We can flesh this out a bit more by running a regression analysis, which enables us to isolate the effects of particular variables while holding other variables constant.*** We’ll use county-level data, which is granular enough that we can feel more comfortable that we avoided ecological fallacy problems. You can see the overall results here. Almost all of the variables are significant; only the population density variable is of no value.****

For those who didn’t click over to the chart, we’re pretty confident that the voters were more likely to stay home if they resided in states that were hit by Hurricane Sandy, that were targeted by a campaign in 2008, that had higher foreign-born populations, and that had more Hispanic residents. The latter result probably suggests a drop-off in rural Hispanic voters, who are overrepresented in an analysis such as this one.

We’re also pretty confident that the voters were more likely to turn out if they resided in counties with higher median household incomes, high population growth, a competitive Senate race in 2012, or that were a target state in 2012. {snip}

Perhaps most intriguingly, even after all of these controls are in place, the county’s vote for Ross Perot in 1992 comes back statistically significant, and suggests that a higher vote for Perot in a county did, in fact, correlate with a drop-off in voter turnout in 2012.
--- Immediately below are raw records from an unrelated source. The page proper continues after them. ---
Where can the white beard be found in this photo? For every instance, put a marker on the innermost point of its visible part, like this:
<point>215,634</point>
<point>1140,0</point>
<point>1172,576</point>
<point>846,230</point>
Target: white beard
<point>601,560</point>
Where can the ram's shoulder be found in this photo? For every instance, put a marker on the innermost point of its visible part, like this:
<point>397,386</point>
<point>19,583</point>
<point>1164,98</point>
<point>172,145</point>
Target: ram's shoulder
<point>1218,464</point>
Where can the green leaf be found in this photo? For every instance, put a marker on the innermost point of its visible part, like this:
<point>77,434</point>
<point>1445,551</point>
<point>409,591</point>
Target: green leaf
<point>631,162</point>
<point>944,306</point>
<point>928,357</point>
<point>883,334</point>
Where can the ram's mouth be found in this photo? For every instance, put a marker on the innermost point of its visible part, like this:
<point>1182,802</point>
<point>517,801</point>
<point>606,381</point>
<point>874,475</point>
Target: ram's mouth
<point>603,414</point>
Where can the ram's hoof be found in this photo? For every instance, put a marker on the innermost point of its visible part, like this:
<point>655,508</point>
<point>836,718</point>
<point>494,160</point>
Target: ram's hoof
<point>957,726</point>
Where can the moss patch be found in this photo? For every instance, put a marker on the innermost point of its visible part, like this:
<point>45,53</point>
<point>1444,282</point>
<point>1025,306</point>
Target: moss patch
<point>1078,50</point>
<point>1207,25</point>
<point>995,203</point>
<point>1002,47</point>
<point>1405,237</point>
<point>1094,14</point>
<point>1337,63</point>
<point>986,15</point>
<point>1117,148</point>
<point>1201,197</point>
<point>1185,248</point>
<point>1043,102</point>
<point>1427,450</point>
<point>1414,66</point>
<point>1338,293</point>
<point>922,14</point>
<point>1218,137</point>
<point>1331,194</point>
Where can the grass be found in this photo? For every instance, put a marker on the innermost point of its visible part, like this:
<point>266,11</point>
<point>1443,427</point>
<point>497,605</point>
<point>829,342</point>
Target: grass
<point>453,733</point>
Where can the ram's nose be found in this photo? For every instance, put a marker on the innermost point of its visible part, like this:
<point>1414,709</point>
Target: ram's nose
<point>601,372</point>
What does that tell us about these voters? As I noted, they tended to be downscale, blue-collar whites. They weren’t evangelicals; Ross Perot was pro-choice, in favor of gay rights, and in favor of some gun control. You probably didn’t know that, though, and neither did most voters, because that’s not what his campaign was about.

His campaign was focused on his fiercely populist stance on economics. {snip}

3. These voters were not enough to cost Romney the election, standing alone.

But while this was the most salient demographic change, it was probably not, standing alone, enough to swing the election to Obama. After all, he won the election by almost exactly 5 million votes. If we assume there were 6.5 million “missing” white voters, than means that Romney would have had to win almost 90 percent of their votes to win the election.

Give that whites overall broke roughly 60-40 for Romney, this seems unlikely. {snip}


* Ruy Teixeira has mostly convinced me that the correct final exit numbers for 2008 were 74.3 percent white, 12.6 percent black, 8.5 percent Hispanic, 2 percent Asian and 2.6 percent “other.”

**I also note that Hispanic participation probably exceeded projections when you consider that a disproportionate chunk of the Latino population growth consists of non-citizens who are therefore ineligible to vote. Also note the disproportionately large drop-off in “other”; I suspect this is mostly a function of the “rounding issue” I describe above.

***As my independent variable, I used the percentage change in turnout in each county from 2008 to 2012. Since we have over 3,000 observations using this technique, we can run a large number of variables. I went with 13. Five of them were meant to control for basic external effects: population growth, whether the county was in a state targeted in 2008 or 2012, whether it was in a state affected by Hurricane Sandy, whether there was a competitive Senate race in 2012 (the states that had competitive Senate races in 2008 were almost all swing states).

I ran a variety of demographic controls: the percentage of the county that was above age 65, that was African-American, that was foreign-born, and that was Mormon. I also included population density and median household income.

Finally, I included the percentage of the vote cast for Ross Perot in 1992.

**** The r-square is a bit low at 0.3, but we’re trying to explain a vast amount of data that probably relied on thousands of variables (local weather, differing amounts of money spent, other statewide contests). Moreover, a lot of these counties are so small that “quantum effects” — random individual decisions — can start to skew things. An extended family afflicted with food poisoning at Sunday dinner can materially affect turnout in some counties in western Kansas. If you exclude the 29 worst outliers (in geek speak, the ones whose standardized residuals exceed 3), the r-square jumps to 0.4.